The game is set in an IT Department of a fictitious company. The aim is for the player to improve the efficiency and effectiveness of the company by applying special powers to a fleet of PC's, laptops and servers. In the meantime, the player faces a constant array of technology issues that pose threats to the company's bottom line.
Successful players discover that their IT department and company expand, leading to more challenges that come with any corporate expansion.
The "special powers," gives the game a sense that the IT Manager is like the "Clark Kent," of the enterprise. He's the ordinary guy who fixes the laptop when it crashes. But in actuality he is a super hero, who, of course, uses the special powers of Intel technology to save the day and bring new glory to the corporation.
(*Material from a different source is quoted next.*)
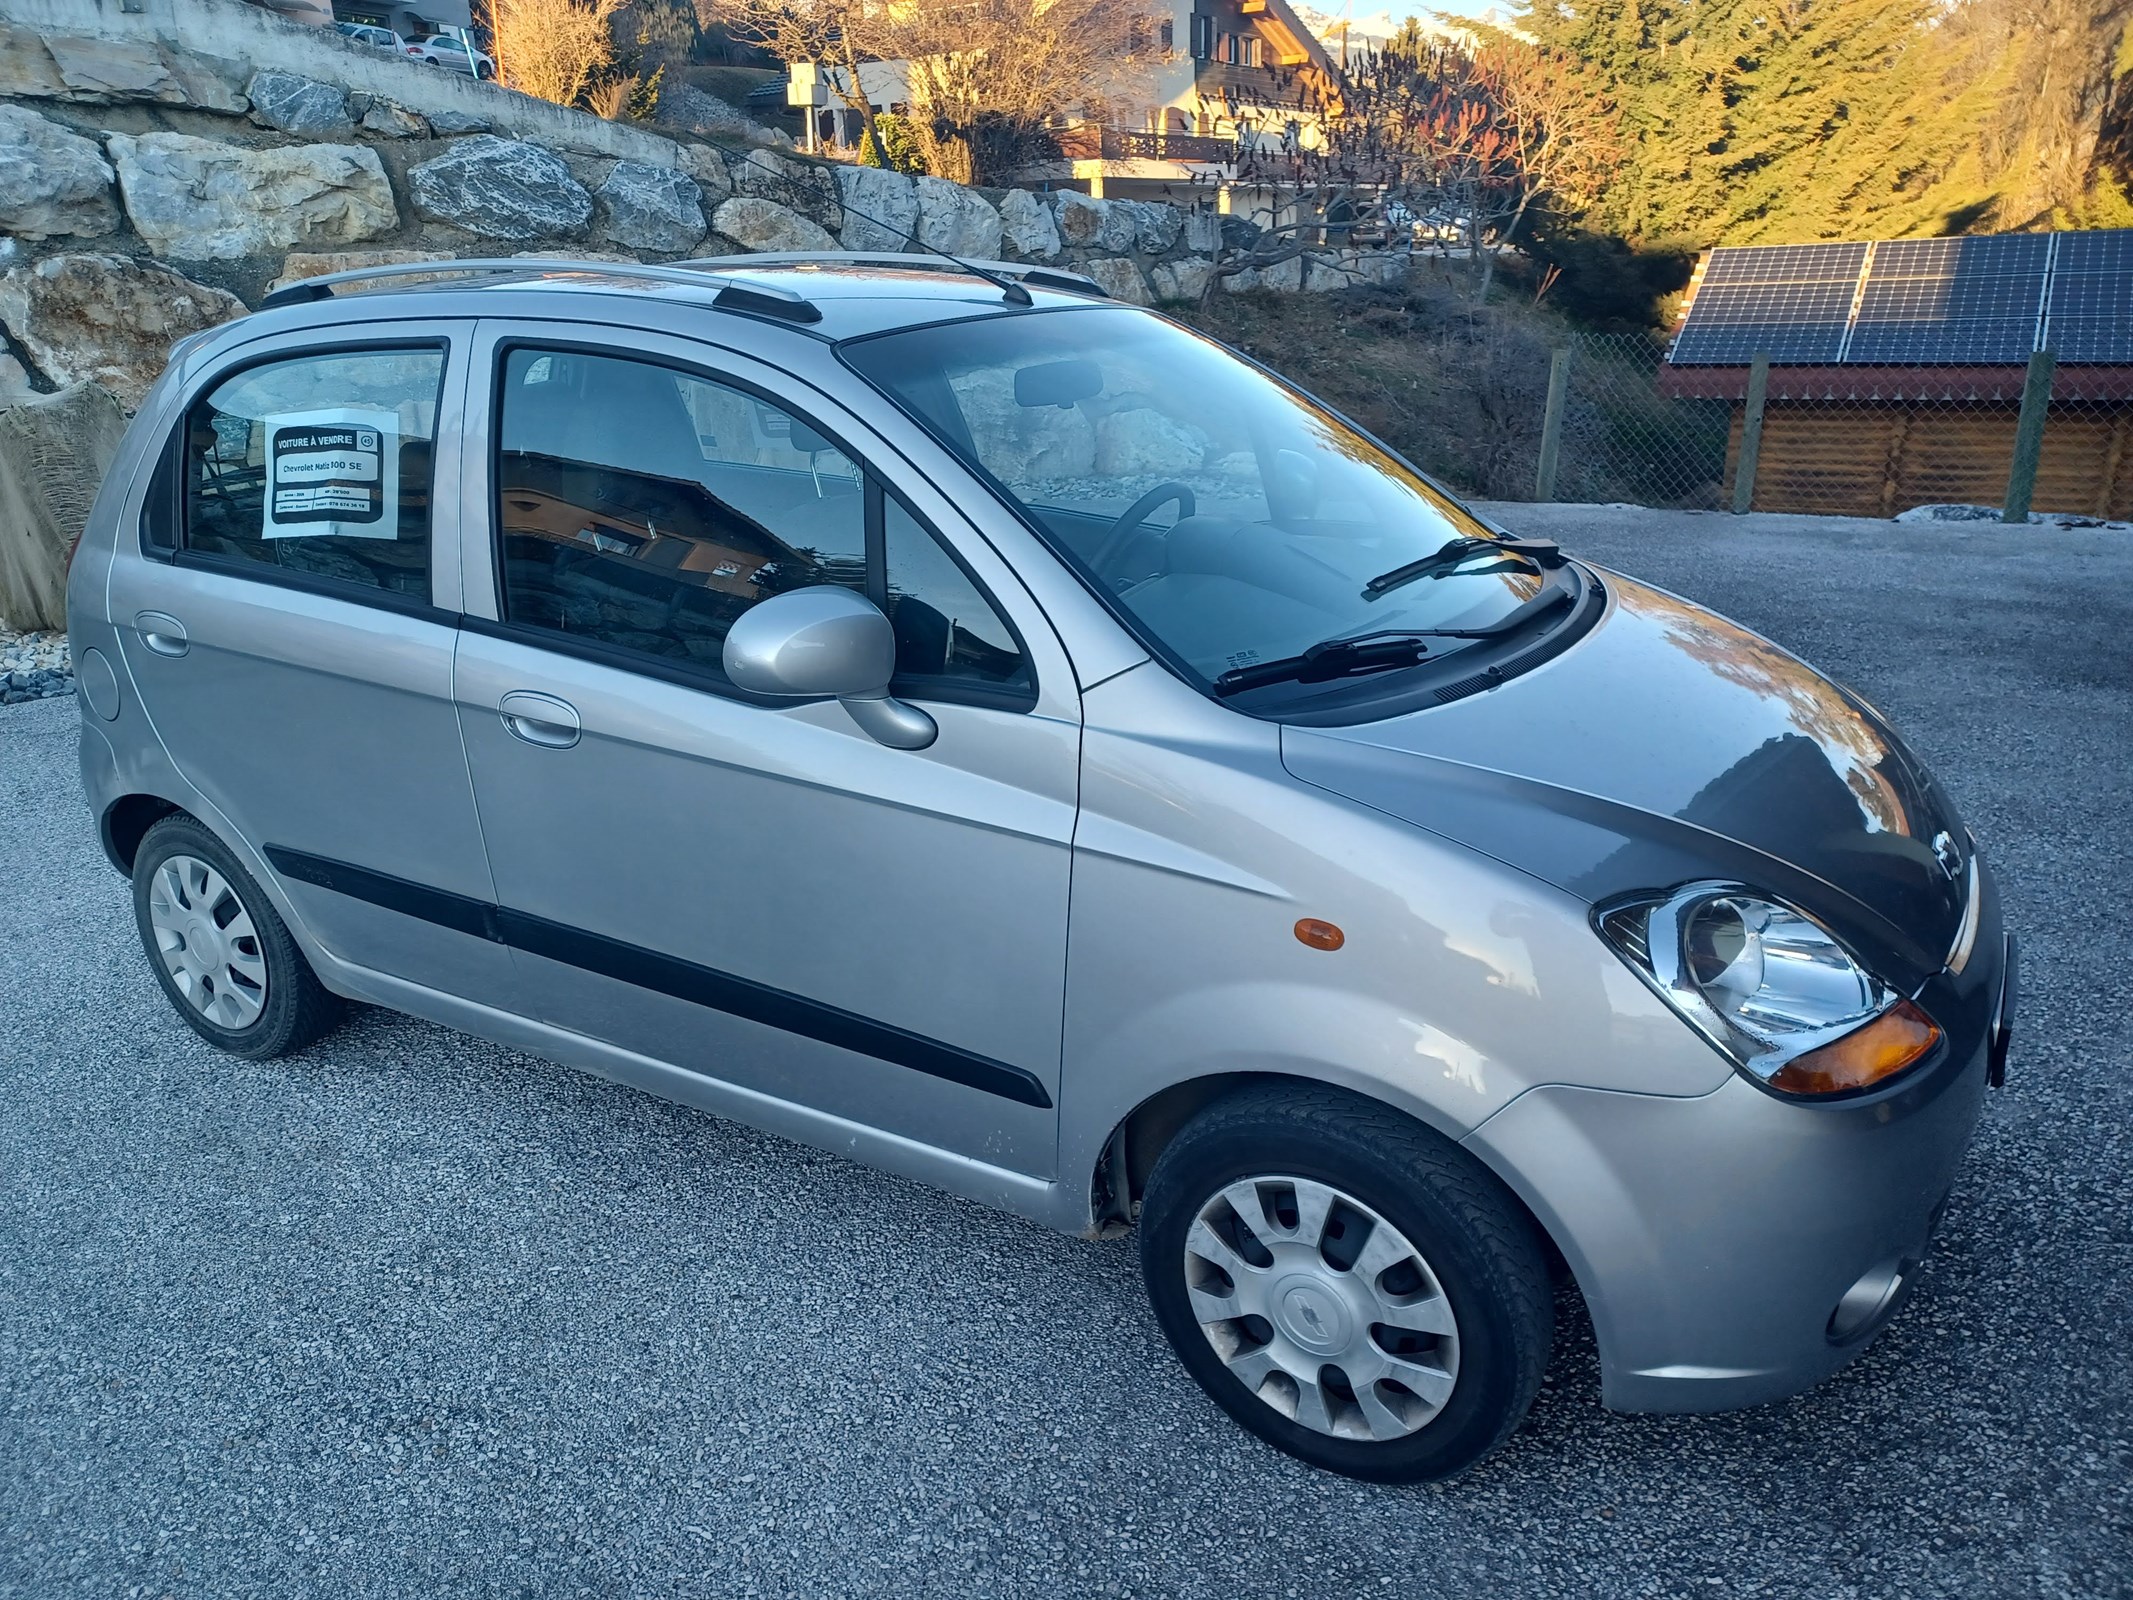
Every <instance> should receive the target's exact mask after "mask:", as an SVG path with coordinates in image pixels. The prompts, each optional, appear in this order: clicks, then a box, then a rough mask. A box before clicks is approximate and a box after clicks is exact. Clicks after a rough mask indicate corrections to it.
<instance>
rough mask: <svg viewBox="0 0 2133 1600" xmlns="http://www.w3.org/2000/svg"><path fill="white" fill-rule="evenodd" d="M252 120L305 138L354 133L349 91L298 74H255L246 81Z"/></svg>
mask: <svg viewBox="0 0 2133 1600" xmlns="http://www.w3.org/2000/svg"><path fill="white" fill-rule="evenodd" d="M245 98H247V100H252V119H254V122H258V124H264V126H267V128H277V130H279V132H290V134H296V137H301V139H343V137H348V134H350V132H354V128H356V124H354V117H350V115H348V90H343V87H339V85H337V83H320V81H318V79H314V77H296V75H294V73H254V75H252V81H250V83H245Z"/></svg>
The game is entertaining and can be a bit stressful, too, as glowing, red wrenches float over the heads of the people who need assistance. This game is about gaining work knowledge but also about the culture and the camaraderie that comes with working in an IT department. In the game the player can unwind after a stressful day or engage in friendly competitive games.
For instance, the game has its own sense of humor that runs through the IT culture of any enterprise. Employees who need help are sometimes spoofed for the types of questions they are asked. An employee with a faulty monitor may ask what is wrong with their television. Hilarious is the "bozon" count that measures the level of technical naivety. Awards are given that include an "attitude adjustment and an "Order of the Reboot," medal. It provides the hopeful intention of giving the user a reason to come back to the game, a place where they can relate to their peers.
The game is definitely intended to serve as a community builder for Intel. Developers can show off their high scores and player profiles on their web sites. Code snippets are available for badges. It has also been localized into 12 languages. Players may also use a Facebook application.
The entire experience of the game is to engage IT managers in the world of Intel technology with the goal of becoming an IT superhero. It looks like Intel has done its research. The game is engaging and recognizes the culture of the IT worker. The only risk is if the game becomes too much about Intel instead of the user who is playing the game. Bu at first look, that does not appear to be the case.